Edit: The registerPlugin version also works as expected. Do note that I am registering all handlers before starting Javalin. That might be something that you do not do.

[YaroslavYakymenko]

Hi @Playacem , with your example it works for me too.
However, here is a code example that breaks the things:
Server configuration:

public class Main {

  public static void main(String[] args) {

    Consumer<JavalinConfig> javalinConfig = configureRoutes();
    javalinConfig = javalinConfig.andThen(configureServer());

    var app = Javalin.create(javalinConfig)
        .start(7070);
  }

  private static Consumer<JavalinConfig> configureServer() {
    return config -> {
      config.registerPlugin(new CorsPlugin(cors -> {
        cors.addRule(corsRule -> corsRule.reflectClientOrigin = true);
      }));
    };
  }


  private static Consumer<JavalinConfig> configureRoutes() {
    return javalinConfig -> {
      javalinConfig.router.apiBuilder(() -> {
        path(
            "/",
            () -> {
              before("", ctx -> {
                throw new TooManyRequestsResponse("bad");
              });
              get("", ctx -> ctx.result("Hello World"));
            });
      });
    };
  }
}

Response without header:

curl -I -H "Origin: https://google.com" http://localhost:7070/
HTTP/1.1 429 Too Many Requests
Date: Thu, 23 May 2024 08:09:25 GMT
Content-Type: text/plain
Content-Length: 3

Please not that we chain configuration with javalinConfig = javalinConfig.andThen(configureServer());

[Playacem]

Okay, I found the reason why this happens.
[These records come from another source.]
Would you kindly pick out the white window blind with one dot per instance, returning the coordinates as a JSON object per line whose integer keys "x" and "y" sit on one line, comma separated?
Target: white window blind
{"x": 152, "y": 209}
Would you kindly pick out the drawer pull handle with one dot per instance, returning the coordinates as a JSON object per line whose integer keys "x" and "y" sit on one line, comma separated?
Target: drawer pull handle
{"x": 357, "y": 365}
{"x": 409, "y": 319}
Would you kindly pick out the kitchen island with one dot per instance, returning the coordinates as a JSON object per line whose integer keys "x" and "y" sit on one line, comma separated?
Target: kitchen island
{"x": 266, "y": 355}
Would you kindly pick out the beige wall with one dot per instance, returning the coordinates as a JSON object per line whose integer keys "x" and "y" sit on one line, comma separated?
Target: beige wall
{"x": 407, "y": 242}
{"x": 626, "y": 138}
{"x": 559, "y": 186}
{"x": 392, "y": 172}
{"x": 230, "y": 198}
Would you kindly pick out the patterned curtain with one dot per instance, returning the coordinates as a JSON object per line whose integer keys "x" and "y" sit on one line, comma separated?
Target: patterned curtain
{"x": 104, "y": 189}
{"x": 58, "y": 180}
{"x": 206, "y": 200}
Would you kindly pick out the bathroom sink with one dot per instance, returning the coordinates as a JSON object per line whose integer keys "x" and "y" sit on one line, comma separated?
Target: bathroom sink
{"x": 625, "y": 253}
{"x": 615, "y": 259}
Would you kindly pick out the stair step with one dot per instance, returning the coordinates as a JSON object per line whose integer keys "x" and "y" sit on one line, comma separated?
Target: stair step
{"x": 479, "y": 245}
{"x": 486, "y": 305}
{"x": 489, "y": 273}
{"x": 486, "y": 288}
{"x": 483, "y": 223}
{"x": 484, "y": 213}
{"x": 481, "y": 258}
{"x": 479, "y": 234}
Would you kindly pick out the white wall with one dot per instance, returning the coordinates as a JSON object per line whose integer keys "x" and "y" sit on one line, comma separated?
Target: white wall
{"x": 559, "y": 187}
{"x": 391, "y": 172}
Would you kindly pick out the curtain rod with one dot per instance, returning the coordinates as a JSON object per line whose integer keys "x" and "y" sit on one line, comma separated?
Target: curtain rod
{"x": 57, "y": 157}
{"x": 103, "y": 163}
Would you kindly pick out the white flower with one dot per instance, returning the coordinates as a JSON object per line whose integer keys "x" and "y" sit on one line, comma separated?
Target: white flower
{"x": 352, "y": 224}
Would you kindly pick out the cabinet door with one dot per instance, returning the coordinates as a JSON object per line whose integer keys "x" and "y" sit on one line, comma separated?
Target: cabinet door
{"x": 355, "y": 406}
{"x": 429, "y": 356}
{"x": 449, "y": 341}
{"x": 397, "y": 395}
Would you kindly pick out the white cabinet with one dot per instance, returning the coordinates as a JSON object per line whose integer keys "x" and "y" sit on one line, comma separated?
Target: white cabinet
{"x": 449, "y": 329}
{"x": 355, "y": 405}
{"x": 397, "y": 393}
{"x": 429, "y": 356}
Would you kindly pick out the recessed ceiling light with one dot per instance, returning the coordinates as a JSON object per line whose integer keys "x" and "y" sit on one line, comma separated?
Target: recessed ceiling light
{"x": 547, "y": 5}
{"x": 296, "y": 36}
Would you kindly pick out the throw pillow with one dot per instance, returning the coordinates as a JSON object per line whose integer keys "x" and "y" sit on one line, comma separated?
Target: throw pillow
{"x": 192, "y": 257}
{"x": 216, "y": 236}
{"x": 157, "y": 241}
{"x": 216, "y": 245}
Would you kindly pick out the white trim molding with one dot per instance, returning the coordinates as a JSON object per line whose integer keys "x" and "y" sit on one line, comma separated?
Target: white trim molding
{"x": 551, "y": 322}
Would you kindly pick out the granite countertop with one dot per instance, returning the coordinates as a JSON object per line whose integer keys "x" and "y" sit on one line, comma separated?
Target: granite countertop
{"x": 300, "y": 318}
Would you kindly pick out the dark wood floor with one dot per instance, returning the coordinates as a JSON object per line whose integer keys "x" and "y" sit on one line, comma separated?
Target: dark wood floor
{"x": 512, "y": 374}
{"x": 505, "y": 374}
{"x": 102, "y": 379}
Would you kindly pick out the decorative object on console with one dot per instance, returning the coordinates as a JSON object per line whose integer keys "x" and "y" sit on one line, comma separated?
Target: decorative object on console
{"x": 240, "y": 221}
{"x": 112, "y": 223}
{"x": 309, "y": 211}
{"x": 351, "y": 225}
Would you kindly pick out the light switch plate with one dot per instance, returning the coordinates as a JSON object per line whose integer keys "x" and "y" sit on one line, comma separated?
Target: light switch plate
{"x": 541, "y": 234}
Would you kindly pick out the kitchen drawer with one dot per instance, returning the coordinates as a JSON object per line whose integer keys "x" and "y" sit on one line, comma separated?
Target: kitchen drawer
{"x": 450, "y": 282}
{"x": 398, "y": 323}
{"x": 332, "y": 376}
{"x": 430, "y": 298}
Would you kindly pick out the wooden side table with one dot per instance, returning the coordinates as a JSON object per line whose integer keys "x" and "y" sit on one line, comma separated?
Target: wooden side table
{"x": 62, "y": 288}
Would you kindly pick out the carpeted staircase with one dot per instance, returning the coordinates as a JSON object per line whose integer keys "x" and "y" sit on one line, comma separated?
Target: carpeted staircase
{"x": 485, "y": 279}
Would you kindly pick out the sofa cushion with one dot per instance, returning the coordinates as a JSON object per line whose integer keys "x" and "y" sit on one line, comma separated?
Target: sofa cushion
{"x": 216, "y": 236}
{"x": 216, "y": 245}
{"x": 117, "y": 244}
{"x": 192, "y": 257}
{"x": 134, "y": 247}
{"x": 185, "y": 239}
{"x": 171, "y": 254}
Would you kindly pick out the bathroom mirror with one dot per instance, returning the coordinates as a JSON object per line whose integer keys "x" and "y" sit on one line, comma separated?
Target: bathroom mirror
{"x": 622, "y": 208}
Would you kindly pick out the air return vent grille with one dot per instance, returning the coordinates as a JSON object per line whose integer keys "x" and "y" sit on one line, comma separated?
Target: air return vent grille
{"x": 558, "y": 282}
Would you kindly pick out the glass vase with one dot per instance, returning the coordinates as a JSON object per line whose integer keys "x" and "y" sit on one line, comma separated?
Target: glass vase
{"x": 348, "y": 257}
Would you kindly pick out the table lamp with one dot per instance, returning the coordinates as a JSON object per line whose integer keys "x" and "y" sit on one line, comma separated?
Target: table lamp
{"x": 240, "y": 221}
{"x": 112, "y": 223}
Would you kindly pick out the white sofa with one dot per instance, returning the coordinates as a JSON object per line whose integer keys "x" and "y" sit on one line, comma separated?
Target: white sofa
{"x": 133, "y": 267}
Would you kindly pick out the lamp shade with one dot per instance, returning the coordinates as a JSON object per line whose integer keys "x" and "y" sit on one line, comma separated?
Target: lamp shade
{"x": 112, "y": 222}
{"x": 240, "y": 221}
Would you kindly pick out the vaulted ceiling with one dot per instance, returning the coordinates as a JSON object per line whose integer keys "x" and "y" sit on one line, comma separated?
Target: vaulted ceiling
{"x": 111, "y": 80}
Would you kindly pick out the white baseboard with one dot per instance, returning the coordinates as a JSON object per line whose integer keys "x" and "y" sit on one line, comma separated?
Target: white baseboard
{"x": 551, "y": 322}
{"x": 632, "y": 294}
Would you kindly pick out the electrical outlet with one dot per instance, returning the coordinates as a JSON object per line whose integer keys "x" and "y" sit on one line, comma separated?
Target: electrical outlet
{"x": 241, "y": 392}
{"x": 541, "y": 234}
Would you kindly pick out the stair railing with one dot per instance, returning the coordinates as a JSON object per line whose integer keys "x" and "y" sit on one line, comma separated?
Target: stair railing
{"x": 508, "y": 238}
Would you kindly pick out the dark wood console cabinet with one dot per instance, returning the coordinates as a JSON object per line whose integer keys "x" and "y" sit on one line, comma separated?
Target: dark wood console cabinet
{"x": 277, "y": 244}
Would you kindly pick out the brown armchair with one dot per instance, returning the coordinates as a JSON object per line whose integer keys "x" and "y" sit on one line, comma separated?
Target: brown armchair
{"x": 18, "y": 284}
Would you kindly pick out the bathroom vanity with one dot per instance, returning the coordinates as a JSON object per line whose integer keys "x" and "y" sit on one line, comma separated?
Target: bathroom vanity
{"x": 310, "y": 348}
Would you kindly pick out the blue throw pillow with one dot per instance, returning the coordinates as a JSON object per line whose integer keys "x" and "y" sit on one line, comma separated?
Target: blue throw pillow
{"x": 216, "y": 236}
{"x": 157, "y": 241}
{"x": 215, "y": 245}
Basically we register the cors routes later than the user defined before handler.
A possible solution is to use the new beforeMatched handlers as those run after the normal before handlers.
Does this work for you, @YaroslavYakymenko ?

        @Test
        fun `gh-2246`() = TestUtil.test(Javalin.create { config ->
            config.registerPlugin(CorsPlugin { cors ->
                cors.addRule { rule -> rule.reflectClientOrigin = true }
            })
            config.router.mount {
                it.beforeMatched {
                    throw TooManyRequestsResponse()
                }
                it.get("/") {
                    it.result("a")
                }
            }
        }) { _, http ->
            assertThat(http.get("/", mapOf(ORIGIN to "https://some-origin")).header(ACCESS_CONTROL_ALLOW_ORIGIN)).isEqualTo("https://some-origin")
        }

[YaroslavYakymenko]

Hi, @Playacem looks like beforeMatched is working for the config.router.mount API only.
However, we are using config.router.apiBuilder and it seems not possible to use beforeMatched but only before handler in the EndpointGroup

[Playacem]

You can use both approaches and have the beforeMatched handler using the mount api. The api builder is more for those typical rest apis, leaving the rest to the mount api and the direct stuff on the Javalin instance.

[YaroslavYakymenko]

Yes, this is a workable option, but I'm afraid it doesn't work very well for us.
We have a complex EndpointGroup structure that holds all the configurations in one place.
For some of our applications, we have 43 before handlers, and moving them to the config.router.mount will lead to code duplication and worse readability.

For example:

      javalinConfig.router.apiBuilder(() -> {
        path(
            "/api",
            () -> {
              //before handlers common for entire /api path

              path(
                  "/clients",
                  () -> {
                    //before handlers and method handlers for the /api/clients endpoints
                  });

              path(
                  "/notifications",
                  () -> {
                    //before handlers and method handlers for the /api/notifications endpoints
                  });

              path(
                  "/users",
                  () -> {
                    //before handlers and method handlers for the /api/users endpoints
                  });

            //..... another endpoint groups
            });
      });

It would be nice to have beforeMatched available for the EndpointGroups or before handler to work properly and return Origin header.